ERCOT now assures the public that there should be adequate supply to meet demand over the fall and winter.  This is despite the planned shutdown of two coal power plants operated by Lumiant. Lumiant is the electricity production unit of Energy Future Holdings who is also the parent company of  TXU.  Lumiant plans to leave the plants in mothballs for 6 to 9 months and bring them back on line in time to meet demand next summer.

Challenges Ahead & Potential Rate Hikes

While the grid appears to have survived summer 2012 relatively in good shape,Texas is not out of the woods yet with respect to tight power supplies.   The problem of not having enough power to meet needs is a chronic condition that will likely effectTexasfor many years.

One of the more controversial measures taken to address the demand issue is the recent increase in the wholesale rate cap for electricity in Texas.    Since the Texas electricity market is deregulated, there is no fixed rate set on electricity prices.  However, there is a maximum rate cap set on wholesale prices.  Retail electric providers that sell electricity to Texas consumers must purchase electricity on the wholesale market.

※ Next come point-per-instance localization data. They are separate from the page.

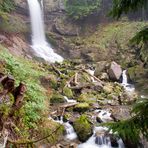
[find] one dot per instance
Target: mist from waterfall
(39, 44)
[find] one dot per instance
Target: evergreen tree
(137, 125)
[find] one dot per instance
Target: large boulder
(115, 71)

The wholesale rate cap was already substantially higher than the normal price at which electricity is bought and sold on the open market in Texas.  The theory is that by raising the rate cap 50% beginning this summer and eventually raising it 200%, producers will have the opportunity to make more money and be incentivized to build new power plants.

Producers count on prices spiking up to the rate cap several times a year.  It is during these times that producers will get most of their annual profit.

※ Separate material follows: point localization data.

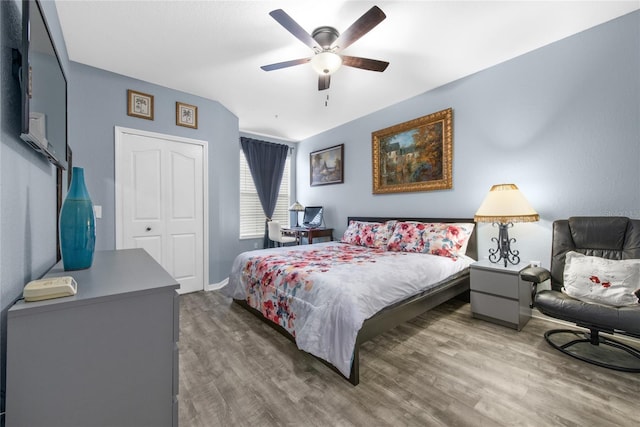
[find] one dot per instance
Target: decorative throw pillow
(446, 239)
(369, 234)
(407, 237)
(595, 279)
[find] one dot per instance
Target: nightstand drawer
(495, 282)
(495, 307)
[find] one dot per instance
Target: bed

Critics say power producers will simply pocket this new windfall and there is no guarantee it will lead to the development of new electricity generating projects.   While the rate cap increase doesn’t apply directly to rate payers, it’s not likely that retail electric companies will simply absorb the extra cost that will likely come about as a result of the rate cap in crease.  More than likely, it will put upward pressure on the electricity rates paid by residential and commercial electricity customers.

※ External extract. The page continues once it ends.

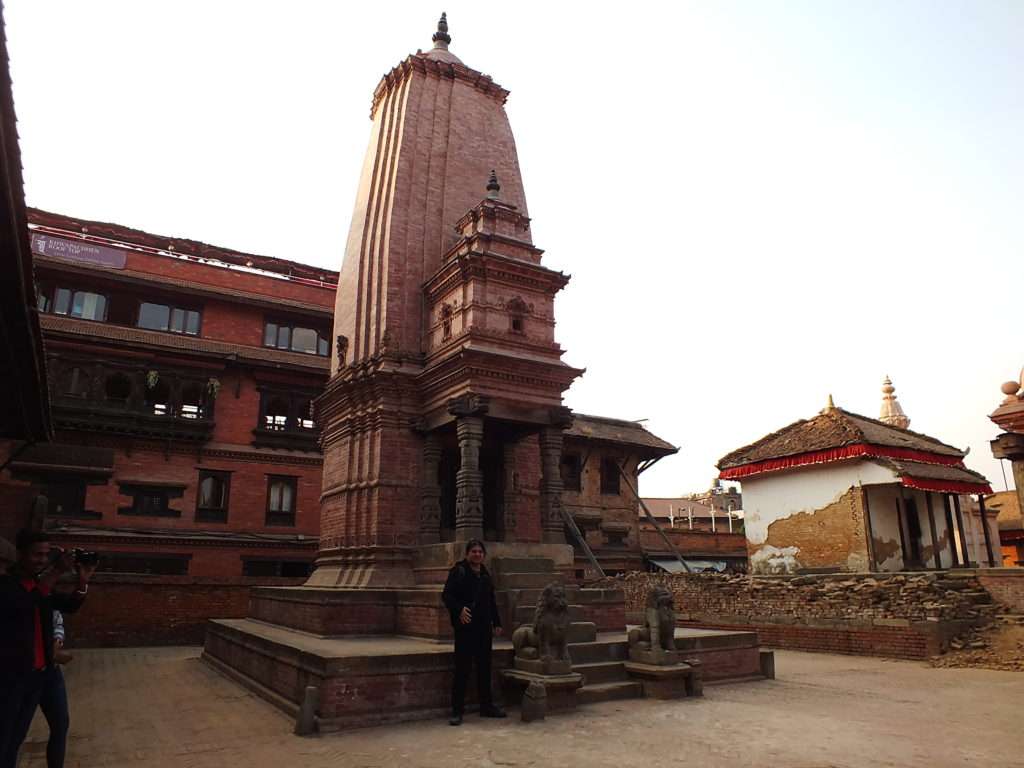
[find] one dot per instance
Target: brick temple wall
(1005, 585)
(900, 615)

Winter Demand for Electricity

ERCOT expects peak winter demand to be about 53,000 megawatts. Total power supply at this time is expected to be 74,500 megawatts barring any major outages.  Assuming routine loss of capacity do to normal outages the reserve margin should be a comfortable 12,700.  In a scenario that takes into account extreme outages or extreme weather the reserve margin could dip to as little as 3,300 megawatts.  Reserve margin is the safety cushion that planners try to have between expected demand and available supply.  ERCOT likes to maintain at least a 13% reserve margin.

Although supply is expected to be adequate, ERCOT is forecasting a strong demand for electricity this winter as a result of the el Nino weather pattern that typically results in colder than usual winter weather for Texas.